Die niederländische Arbeiterpartei erreichte bei der Parlamentswahl im März 5,7 Prozent. Der Kandidat der französischen Sozialisten, Benoît Hamon, kam bei der Präsidentenwahl am vorigen Sonntag auf 6,36 Prozent. Die griechische Pasok kam bei den Wahlen 2015 einmal auf fünf, einmal auf sechs Prozent. In Polen ist die sozialdemokratische Partei gar nicht mehr im Parlament vertreten.

Und in Wien bekommt der sozialdemokratische Parteichef und Bürgermeister ohne Gegenkandidat von den eigenen Gesinnungsfreunden nur noch 77 Prozent der Delegiertenstimmen.
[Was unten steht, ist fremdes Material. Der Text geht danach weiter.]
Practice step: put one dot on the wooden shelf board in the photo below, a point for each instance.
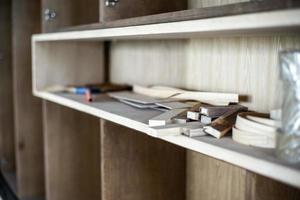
(258, 160)
(255, 23)
(194, 14)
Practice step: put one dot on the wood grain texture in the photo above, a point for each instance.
(7, 155)
(28, 109)
(263, 188)
(148, 62)
(211, 179)
(69, 13)
(194, 13)
(135, 8)
(84, 63)
(135, 166)
(247, 65)
(72, 154)
(209, 3)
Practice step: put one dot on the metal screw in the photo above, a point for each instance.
(111, 3)
(49, 14)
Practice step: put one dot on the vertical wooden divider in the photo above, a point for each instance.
(135, 166)
(27, 108)
(7, 153)
(72, 153)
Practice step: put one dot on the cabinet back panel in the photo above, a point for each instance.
(247, 65)
(71, 63)
(208, 3)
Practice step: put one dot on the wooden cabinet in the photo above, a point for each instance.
(134, 8)
(59, 14)
(62, 14)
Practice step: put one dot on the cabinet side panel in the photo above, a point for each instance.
(28, 109)
(7, 155)
(72, 153)
(261, 188)
(135, 166)
(209, 179)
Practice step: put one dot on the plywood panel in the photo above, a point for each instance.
(247, 65)
(69, 13)
(149, 62)
(208, 3)
(135, 166)
(263, 188)
(136, 8)
(63, 63)
(28, 110)
(72, 153)
(211, 179)
(7, 156)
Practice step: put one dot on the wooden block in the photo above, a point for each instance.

Der Zeitgeist ist also kein Genosse. Das kann auch daran liegen, dass die Genossen den Zeitgeist nicht mehr erkennen. Von der Arbeitswelt mit der Automatisierung und den neuen Selbstständigen bis hin zur Zuwanderung – die Sozialdemokratie ist einfach nicht mehr auf der Höhe der Zeit, was die Problemstellungen der Gegenwart betrifft.
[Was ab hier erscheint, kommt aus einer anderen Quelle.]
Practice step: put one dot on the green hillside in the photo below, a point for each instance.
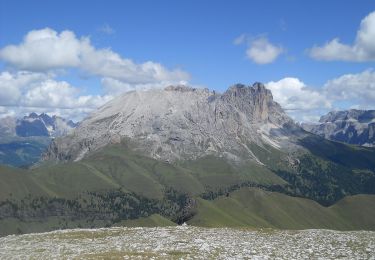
(252, 207)
(118, 186)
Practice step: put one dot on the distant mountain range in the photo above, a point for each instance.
(191, 155)
(351, 126)
(23, 140)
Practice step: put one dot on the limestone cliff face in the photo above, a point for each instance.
(180, 122)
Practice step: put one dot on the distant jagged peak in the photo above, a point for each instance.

Beispielhaft dafür war Michael Häupls Rede zum 1. Mai. Er begann Grundwerte der Sozialdemokratie durchzudeklinieren. Mit der Freiheit fing er an. Diese müsse man heute zeitgemäß interpretieren, so Häupl. Doch wer nun erwartet hatte, dass er sich etwa der Flexibilisierung der Arbeitswelt widmen würde, wurde gleich eines Besseren belehrt. Nein, es ging um den „Egoismus der Besitzenden und Reichen“, um den „gerechten Anteil am Volksvermögen“ sowie um „keine Zugangsbeschränkungen an den Unis“. Dahinter stand Christian Kern, dessen Regierung genau das macht.

Überhaupt hat Christian Kern, der Bundesparteivorsitzende, die Zeichen der Zeit wesentlich besser erkannt. Er sprach in seiner Rede die Genossen von der Sozialistischen Jugend, die ihm Transparente mit Botschaften wie „Solidarität ist keine KERNKompetenz“ hinhielten, direkt an: Die SPÖ könne nicht bei den alten Dogmen stehenbleiben. „Wenn wir relevant bleiben wollen, dann werden wir nach vorne denken müssen.“ Ja, man müsse sich an die Spitze der Veränderung stellen. Als Sozialdemokraten sollte man dabei nur darauf achten, dass niemand unter die Räder komme.

Christian Kern hat seine Lehren aus dem Niedergang der Sozialdemokratie anderswo gezogen. Man wird allerdings den Eindruck nicht los, als sei er einer der wenigen in seiner Partei, die das getan haben. Die SPÖ in ihrer Gesamtheit ist mehr Hamon als Macron. Viel mehr.

Häupl- gegen Ludwig-Fraktion

Das trifft insbesondere auf die Wiener SPÖ zu. In einem Akt wechselseitiger Paranoia hat sie sich am Landesparteitag weiter selbst beschädigt: Der vereinbarte Waffenstillstand wurde gebrochen, weil die Ludwig-Fraktion vermutete, dass sich die Häupl-Fraktion nicht an diese Vereinbarung halten würde. Also das, was sich am Vortag bei der Abstimmung der SPÖ-Frauen schon gezeigt hatte. Keines der zwei Lager wollte, dass dann nur der eine schlecht dasteht. Und so wurden beide, Häupl und Ludwig, gestrichen.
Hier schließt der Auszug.